Borrowing

It came up in the Clutter Busting workshop on Sunday that we are only borrowing what's in our life.

It doesn't matter how much you paid for it, whether you have a certificate of ownership, whether it's in a vault, your home, or in a storage locker, you are only borrowing it. 

What's in your life is yours as long as you are alive. If you were to die tomorrow, others would get your stuff.

Your things will be dispersed at an estate sale, or they'll be dispensed among family members and friends. Your stuff will then be owned and used by others. Until they die, and then it's on to someone else.

You're even borrowing your body. If you die and are a donor, your organs would go to people who could use them. If you are cremated, your ashes belong to someone else, and they sit it in a urn on their bookshelf. Or someone sprinkles the ashes over the land and they become part of the earth and air.

You're borrowing your spouse. If you die, chances are they'll become part of a relationship with someone else.

What's in your life could be gone in the next moment even if you are still alive.
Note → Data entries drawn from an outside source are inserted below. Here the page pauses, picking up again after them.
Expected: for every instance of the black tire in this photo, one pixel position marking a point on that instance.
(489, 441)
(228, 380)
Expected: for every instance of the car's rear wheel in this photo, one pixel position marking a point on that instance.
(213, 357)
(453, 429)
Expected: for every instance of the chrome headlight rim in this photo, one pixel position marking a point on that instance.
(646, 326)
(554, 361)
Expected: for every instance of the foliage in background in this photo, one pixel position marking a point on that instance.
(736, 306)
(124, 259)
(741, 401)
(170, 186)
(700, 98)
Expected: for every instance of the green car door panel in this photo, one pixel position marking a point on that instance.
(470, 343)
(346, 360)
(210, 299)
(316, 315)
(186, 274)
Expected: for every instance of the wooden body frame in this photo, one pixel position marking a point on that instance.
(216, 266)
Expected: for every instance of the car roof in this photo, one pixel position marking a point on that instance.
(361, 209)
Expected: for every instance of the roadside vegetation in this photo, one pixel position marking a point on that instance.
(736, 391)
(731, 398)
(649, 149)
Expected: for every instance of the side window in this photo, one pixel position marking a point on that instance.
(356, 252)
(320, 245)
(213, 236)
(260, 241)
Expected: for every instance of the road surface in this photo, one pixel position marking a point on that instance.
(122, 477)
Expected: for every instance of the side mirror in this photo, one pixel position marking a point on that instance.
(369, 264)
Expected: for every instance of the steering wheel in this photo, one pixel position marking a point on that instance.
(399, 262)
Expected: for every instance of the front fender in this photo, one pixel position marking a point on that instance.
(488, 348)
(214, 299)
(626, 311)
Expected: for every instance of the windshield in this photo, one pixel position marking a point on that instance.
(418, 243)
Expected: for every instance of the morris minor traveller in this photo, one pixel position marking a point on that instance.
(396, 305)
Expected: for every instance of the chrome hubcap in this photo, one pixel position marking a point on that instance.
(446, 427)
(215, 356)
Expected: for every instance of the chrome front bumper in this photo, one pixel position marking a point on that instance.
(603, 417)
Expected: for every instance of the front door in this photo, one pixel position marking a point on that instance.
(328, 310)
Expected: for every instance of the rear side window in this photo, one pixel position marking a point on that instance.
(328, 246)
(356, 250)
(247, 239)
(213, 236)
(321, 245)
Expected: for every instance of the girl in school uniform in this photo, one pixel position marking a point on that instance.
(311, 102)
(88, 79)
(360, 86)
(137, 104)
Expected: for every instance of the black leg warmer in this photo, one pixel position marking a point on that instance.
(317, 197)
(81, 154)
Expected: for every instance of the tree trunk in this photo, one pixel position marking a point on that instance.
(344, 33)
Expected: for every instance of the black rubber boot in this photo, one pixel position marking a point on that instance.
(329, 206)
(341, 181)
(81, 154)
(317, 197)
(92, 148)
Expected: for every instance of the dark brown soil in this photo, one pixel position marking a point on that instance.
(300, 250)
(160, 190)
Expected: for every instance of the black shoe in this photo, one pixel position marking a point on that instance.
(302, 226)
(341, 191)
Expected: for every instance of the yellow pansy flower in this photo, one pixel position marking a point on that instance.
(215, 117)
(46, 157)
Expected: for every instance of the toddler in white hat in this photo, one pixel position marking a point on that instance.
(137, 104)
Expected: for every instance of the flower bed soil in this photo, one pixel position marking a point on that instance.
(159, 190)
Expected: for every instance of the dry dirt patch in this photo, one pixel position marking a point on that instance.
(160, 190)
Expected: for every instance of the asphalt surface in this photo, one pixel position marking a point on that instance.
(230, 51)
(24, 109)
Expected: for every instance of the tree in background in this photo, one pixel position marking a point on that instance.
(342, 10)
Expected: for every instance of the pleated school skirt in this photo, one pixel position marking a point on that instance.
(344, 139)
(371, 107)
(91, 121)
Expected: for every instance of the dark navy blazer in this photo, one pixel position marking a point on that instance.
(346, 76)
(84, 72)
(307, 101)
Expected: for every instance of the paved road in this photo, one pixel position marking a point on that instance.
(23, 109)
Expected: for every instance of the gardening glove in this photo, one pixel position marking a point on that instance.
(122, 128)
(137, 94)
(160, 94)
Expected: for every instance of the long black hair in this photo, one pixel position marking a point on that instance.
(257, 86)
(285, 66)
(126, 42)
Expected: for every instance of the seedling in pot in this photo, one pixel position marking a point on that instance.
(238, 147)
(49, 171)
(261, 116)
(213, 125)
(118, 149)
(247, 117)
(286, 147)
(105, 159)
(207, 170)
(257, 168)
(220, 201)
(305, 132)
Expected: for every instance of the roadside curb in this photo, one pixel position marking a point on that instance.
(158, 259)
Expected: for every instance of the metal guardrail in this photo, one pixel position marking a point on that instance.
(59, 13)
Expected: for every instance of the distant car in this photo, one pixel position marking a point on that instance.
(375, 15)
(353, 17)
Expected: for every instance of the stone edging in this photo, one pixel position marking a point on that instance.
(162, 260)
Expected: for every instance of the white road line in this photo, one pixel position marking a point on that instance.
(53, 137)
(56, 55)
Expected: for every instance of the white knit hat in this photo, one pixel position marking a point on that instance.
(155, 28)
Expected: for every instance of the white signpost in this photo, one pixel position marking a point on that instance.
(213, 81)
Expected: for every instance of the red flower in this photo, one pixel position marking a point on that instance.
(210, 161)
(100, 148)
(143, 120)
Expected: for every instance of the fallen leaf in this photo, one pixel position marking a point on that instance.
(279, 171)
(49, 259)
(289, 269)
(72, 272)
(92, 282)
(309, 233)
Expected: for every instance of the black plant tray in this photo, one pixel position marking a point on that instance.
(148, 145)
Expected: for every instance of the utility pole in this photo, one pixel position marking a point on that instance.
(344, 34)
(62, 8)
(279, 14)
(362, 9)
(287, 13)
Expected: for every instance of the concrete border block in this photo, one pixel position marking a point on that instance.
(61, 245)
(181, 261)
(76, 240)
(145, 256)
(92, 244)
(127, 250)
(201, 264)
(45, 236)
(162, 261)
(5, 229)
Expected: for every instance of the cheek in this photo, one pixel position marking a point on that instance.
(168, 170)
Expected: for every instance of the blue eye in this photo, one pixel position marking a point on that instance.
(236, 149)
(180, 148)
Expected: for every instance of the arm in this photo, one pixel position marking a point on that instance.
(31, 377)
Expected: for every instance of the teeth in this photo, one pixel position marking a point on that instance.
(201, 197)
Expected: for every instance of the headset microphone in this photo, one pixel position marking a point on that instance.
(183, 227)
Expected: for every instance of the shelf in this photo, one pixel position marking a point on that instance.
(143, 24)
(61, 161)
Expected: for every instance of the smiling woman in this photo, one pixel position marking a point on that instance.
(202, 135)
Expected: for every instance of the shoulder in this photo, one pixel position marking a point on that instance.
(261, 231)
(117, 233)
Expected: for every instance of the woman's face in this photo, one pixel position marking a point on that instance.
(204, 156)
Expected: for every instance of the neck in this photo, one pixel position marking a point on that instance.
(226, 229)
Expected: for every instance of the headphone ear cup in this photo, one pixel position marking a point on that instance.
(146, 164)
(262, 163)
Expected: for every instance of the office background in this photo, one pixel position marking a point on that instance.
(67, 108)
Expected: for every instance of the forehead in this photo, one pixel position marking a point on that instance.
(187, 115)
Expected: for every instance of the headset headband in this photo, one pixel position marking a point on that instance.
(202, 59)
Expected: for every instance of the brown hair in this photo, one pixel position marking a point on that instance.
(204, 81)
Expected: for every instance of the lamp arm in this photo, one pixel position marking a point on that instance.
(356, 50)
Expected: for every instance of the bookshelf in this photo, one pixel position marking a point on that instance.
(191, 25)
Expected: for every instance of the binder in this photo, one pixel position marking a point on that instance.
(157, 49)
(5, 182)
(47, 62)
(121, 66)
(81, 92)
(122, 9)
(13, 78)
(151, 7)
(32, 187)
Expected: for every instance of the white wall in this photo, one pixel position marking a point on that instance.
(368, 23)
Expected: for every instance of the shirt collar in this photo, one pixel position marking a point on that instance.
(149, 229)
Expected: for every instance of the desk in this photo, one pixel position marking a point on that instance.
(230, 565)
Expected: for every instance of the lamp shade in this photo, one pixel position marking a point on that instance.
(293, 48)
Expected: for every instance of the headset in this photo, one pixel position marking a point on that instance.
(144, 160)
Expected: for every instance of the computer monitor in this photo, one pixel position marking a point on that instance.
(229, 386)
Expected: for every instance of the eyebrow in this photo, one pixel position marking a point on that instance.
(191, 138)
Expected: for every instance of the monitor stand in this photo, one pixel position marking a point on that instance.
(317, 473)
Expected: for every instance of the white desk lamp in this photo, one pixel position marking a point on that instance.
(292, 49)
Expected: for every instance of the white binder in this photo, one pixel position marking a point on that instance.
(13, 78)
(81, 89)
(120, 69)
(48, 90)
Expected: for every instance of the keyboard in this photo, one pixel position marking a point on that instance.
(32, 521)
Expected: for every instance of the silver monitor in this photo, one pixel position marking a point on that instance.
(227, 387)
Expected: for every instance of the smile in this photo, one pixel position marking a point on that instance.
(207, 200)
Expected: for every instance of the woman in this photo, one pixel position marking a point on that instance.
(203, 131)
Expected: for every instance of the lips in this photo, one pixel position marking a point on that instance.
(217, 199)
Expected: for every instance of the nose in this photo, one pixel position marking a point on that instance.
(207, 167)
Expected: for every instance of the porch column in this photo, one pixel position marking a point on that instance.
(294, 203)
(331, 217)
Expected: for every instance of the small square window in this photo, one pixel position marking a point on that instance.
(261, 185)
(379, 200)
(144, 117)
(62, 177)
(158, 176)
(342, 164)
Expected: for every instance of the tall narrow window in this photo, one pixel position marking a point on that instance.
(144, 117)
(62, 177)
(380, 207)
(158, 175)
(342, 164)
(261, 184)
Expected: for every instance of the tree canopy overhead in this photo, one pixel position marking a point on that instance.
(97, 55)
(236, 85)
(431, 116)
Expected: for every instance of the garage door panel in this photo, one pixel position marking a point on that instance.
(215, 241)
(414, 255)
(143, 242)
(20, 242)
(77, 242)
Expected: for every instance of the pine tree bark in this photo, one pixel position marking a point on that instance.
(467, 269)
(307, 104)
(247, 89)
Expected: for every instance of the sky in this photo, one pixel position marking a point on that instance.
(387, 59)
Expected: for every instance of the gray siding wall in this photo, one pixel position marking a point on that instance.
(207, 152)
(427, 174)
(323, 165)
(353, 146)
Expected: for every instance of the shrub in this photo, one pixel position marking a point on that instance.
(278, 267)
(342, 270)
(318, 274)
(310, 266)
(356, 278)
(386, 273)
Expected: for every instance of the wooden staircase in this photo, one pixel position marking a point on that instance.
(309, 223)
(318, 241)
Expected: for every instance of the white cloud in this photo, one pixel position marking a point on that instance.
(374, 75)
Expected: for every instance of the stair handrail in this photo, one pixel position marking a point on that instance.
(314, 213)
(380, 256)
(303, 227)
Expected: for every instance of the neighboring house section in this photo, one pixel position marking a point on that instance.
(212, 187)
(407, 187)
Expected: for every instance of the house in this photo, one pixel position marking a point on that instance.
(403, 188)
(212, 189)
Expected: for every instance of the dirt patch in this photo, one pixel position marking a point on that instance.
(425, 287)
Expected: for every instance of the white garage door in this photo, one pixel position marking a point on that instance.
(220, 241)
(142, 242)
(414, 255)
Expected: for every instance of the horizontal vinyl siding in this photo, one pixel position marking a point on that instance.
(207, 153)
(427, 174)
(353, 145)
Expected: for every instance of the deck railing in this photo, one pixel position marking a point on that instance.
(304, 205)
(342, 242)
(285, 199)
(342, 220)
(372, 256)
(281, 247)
Someone you love could die or leave you, something you own could break, your home could catch fire, a possession could be stolen.

Or you could one day decide that some person, thing, or activity is no longer important to you, and let them or it go.

You have the things in your life that you have today.

That doesn't make anyone or anything less valuable to you. But thinking this way can help you let go of your attachment to things. The people and things in your life are here to be enjoyed for the time they are in your life.